진행 중인 복제의 일부인 이벤트는 read_method 필드가 sqlserver-cdc로 설정됩니다.
source_timestamp 필드와 lsn(로그 시퀀스 번호) 필드의 조합을 통해 순서를 추론할 수 있습니다. 이 조합은 데이터베이스의 작업 순서를 식별하는 고유한 증분 번호를 제공합니다.
일관성
Datastream은 소스 데이터베이스의 데이터가 적어도 한 번은 대상에 전달되도록 보장합니다. 이벤트가 누락되지는 않지만 스트림에서 이벤트가 중복될 수 있습니다. 중복 이벤트의 기간은 분 단위여야 하며 이벤트 메타데이터에 있는 이벤트의 범용 고유 식별자 (UUID)를 사용하여 중복을 감지할 수 있습니다.

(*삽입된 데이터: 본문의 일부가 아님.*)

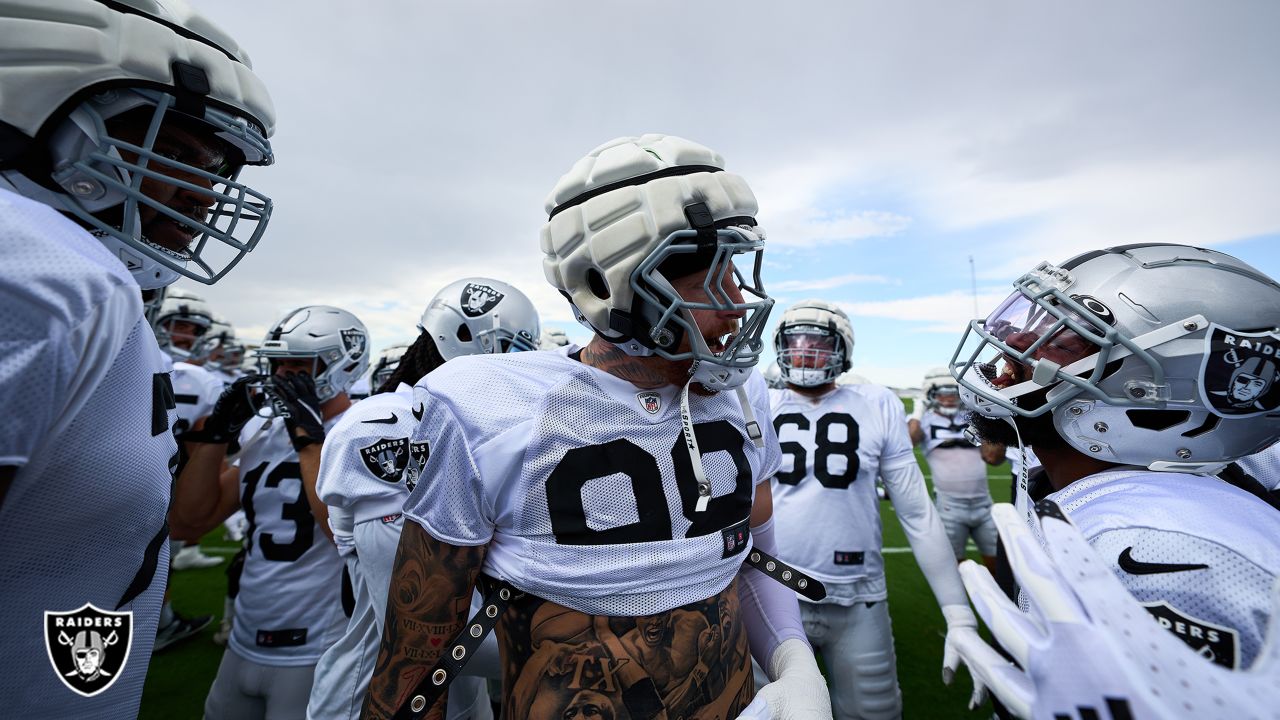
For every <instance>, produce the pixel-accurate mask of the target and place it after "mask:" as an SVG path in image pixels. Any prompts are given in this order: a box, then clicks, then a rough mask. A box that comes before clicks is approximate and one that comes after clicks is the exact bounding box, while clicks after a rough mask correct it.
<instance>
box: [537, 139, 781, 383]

데이터베이스 로그 파일에 커밋되지 않은 트랜잭션이 포함된 경우 트랜잭션이 롤백되면 데이터베이스에서 이를 로그 파일에 '역전' DML 작업으로 반영합니다. 예를 들어 롤백된 INSERT 작업에는 이에 해당하는 DELETE 작업이 있습니다. DataStream이 로그 파일에서 이러한 작업을 읽습니다.
스트림 정보
모든 스트림에는 스트림과 데이터를 가져오는 소스를 모두 설명하는 메타데이터가 있습니다. 이 메타데이터에는 스트림 이름, 소스 및 대상 연결 프로필 등과 같은 정보가 포함됩니다.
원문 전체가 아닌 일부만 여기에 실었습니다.